Yesterday a woman called me from a debt recovery company, on behalf of Sky. She tells me that according to the records I haven’t been paying Sky since September 2009. She asks me why. I tell her that I left my house on April 4 last year and I never went back. Because of the earthquake. My Sky decoder lies crushed somewhere under the ruins.

She is struck dumb. Then she apologises and tells me she will pass the information on. Then, kindly, she asks me if everything is alright now, after a year. She tells me she loves my city, she was lucky to visit it a couple of years ago. She was fascinated by it. She remembers in particular a flight of steps in flintstone, that from the Duomo went all the way down to the Collemaggio Basilica. I suddenly feel a knot in my throat. I tell her that’s exactly where I lived. She is dumb struck again. Then she asks me to tell what my city looks like today. And I tell her.

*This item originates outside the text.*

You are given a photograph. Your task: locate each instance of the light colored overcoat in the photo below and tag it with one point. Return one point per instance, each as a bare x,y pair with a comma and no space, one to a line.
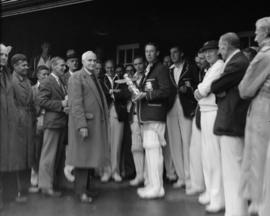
88,109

I tell her of the militarised city centre. I tell her I can’t even go to my house everytime I want. I tell her that the thieves, however, go there whenever they want without problems. I tell her about the buildings left there to die. I tell her there isn’t money to re-build. And there isn’t money to help us survive. I tell her that, from July 1 of this year, we’ve started paying taxes again even if we don’t work. I tell her we’re still paying mortgages and Council taxes for our crushed houses. And we’ve started paying back our loans. Even people who have nothing left.

I tell her that, from July, an earthquaked with a gross salary of 2,000 Euros will only get 734 Euros net after taxes. I tell her that not only we’ve started paying taxes for this year, but we also have to pay for last year. I tell her the state doesn’t even give that little housing benefit of 200 Euro to help pay the rent for all those homeless people who manage on their own (27,000 where I live). I tell her the rent prices have triplicated. Without any control. I tell her I pay for my house in a little town of 500 souls what Bertolaso used to pay for a flat in Via Giulia in Rome*. By now I can hear her breathing heavily. I tell her of the new neighborhoods and their luxury residence prices. I tell her about the lives of the people who live there. Like in beehives with no soul. There isn’t even a newsagent or a cafe. I tell her about the elderly people who’ve been uprooted from their land, kilometres away. I tell her about the professionals who left. About the decline of enrolments to secondary schools. I tell her about a city that dies.

And she says, her voice shaking, “It’s crazy nobody knows about all this. You can’t carry on like this. Call the TV. You must tell them. Call the press. They must write it about this”.

Thing is, they don’t write about this.

* Guido Bertolaso is head of the Civil Protection National Service. What the writer is referring to is a money-laundering scandal that has recently been on the news. Bertolaso lived for a year or so in a flat (offered to him by a cardinal!) in a prestigiuos area of Rome but claims he never paid rent. Investigators think the money was actually paid and laundered.